Pulling large and small trailers, they rent narrow parking spots tucked in along walking trails and a small fishing lake. The campground offers showers, laundry and electric hook-ups. Scott Porter is park ranger.
"We have them from all over, Louisiana, Arkansas, Oklahoma, North Dakota, West Virginia, Virginia, Ohio, we have them from a number of states, " says Porter.
The village of Cadiz owns this park. It reserves 67 trailer spots for long-term use by the oilfield workers. Most of the sites are occupied, about a dozen are vacant. As lower oil prices caused a slow-down in drilling, Porter says the camp emptied a bit during the winter and spring months.
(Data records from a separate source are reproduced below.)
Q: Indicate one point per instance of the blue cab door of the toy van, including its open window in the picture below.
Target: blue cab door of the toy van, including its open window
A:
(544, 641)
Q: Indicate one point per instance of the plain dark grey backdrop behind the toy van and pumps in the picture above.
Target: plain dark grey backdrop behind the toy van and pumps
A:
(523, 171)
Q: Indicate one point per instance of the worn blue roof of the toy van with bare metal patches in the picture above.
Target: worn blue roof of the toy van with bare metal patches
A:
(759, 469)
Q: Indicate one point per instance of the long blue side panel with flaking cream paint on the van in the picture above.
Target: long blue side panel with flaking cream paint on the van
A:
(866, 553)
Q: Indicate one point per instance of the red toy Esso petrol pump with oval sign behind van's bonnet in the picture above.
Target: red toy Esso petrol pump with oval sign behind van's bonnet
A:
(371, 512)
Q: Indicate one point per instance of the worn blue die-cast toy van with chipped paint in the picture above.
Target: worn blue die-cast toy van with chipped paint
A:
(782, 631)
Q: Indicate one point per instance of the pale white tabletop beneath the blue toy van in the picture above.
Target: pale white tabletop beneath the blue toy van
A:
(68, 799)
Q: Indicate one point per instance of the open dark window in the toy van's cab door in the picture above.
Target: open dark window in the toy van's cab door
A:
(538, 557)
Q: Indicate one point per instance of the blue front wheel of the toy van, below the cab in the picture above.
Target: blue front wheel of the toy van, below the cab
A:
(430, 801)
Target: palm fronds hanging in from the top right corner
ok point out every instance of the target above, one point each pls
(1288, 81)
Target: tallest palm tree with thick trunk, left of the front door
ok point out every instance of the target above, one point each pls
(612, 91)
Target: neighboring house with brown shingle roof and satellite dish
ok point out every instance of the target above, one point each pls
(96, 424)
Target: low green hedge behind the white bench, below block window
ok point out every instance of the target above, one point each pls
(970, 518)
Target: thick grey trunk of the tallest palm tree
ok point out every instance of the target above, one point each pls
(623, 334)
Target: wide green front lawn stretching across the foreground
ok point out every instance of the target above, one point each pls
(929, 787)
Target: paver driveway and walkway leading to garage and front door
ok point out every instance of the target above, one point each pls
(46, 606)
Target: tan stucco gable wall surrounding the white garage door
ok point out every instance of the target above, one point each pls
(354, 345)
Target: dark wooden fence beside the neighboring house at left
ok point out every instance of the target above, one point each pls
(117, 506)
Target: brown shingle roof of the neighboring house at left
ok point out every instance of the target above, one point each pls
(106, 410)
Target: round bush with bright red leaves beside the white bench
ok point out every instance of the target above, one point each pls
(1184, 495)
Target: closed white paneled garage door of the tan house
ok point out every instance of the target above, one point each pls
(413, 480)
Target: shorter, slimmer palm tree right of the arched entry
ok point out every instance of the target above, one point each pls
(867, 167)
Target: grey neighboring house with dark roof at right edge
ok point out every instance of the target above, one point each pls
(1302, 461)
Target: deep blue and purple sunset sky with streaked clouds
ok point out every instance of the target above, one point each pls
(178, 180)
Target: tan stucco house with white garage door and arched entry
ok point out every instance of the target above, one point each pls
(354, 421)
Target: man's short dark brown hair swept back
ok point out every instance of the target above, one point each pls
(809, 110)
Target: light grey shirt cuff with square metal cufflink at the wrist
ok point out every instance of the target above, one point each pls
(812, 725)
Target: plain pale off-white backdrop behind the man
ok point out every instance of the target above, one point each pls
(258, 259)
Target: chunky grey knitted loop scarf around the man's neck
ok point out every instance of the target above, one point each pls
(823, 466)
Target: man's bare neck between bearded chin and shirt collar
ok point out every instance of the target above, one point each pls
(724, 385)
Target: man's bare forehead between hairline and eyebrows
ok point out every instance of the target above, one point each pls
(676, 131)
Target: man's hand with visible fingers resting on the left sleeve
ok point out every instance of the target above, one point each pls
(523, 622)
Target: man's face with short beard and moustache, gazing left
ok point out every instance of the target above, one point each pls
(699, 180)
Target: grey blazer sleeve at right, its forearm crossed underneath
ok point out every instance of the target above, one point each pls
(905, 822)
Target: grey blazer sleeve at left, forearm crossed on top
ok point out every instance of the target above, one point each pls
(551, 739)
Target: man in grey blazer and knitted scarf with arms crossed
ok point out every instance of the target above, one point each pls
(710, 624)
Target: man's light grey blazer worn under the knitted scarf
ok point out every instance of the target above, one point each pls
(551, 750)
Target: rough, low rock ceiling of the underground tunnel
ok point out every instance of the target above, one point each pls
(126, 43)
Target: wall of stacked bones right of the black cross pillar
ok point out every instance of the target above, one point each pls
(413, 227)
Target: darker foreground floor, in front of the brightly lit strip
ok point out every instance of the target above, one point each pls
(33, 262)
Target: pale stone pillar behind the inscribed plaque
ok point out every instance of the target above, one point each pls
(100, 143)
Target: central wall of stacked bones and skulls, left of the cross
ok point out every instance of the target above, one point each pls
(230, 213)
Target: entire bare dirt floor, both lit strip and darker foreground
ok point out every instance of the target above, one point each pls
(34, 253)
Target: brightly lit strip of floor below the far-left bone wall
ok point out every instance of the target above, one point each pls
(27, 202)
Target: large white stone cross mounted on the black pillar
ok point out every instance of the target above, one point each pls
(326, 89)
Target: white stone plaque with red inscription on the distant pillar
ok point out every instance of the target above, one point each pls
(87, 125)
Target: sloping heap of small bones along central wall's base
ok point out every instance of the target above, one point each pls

Now, it's beginning to fill up again.
"It's just a nice, quiet, village owned park that's what a lot of these guys want when they come home from work, they don't want all the commotion. It's a pretty laid back park for them to reside in," says Porter.
But, what Porter calls 'commotion' is nearby, within walking distance.. A Denver pipeline company just opened a regional headquarters within sight of the park entrance. The company is recruiting pipeline workers to connect newly fracked wells to natural gas processing plants and oil refineries.
The jobs pay above average salaries often with health insurance.
The Davis family arrived in Cadiz last week. Shayne Davis washes clothes at the campground laundromat while her husband is at work.
"He's a welder so we travel for his work," says Davis.
The Davis' are from Maine, but have been moving from job to job for years.
Davis, her husband, and teen-aged daughters, found the village campground through word of mouth from other pipeline workers. She says the family prefers camping rather than long motel stays.
"Because I can keep all my belongings in my camper without dragging them from one motel to the next," says Davis. "I like that they have parks for kids. It's pretty friendly, everyone's pretty friendly, the baseball park, they play games here all the time. And it's nice. "
The campground is less expensive than lengthy motel stays. Campsites rent for about $450 per month. Nearby motel rooms cost more than $100 dollars per night. Unlike nearby state parks where campers are limited to two-week stays, campers at Sally Buffalo can stay as long as they pay the rent.
Davis expects the family's stay at Sally Buffalo to last awhile. She sees telltale signs of more pipeline construction all around.
"It's been going on for quite sometime so I don't see it stopping anytime soon. If you go down the road a little bit more you'll see the laydown yard. There's a lot of pipe there which means a lot of work and if you drive down the road you'll see them digging up more areas to put more pipelines. So, that's what we're hoping," says Davis.
While her husband works 50 hours or more per week, her daughters get their education from online schools. She says if a job commute lengthens to an hour or more, the family will move to the next spot. In the meantime, She likes to fish.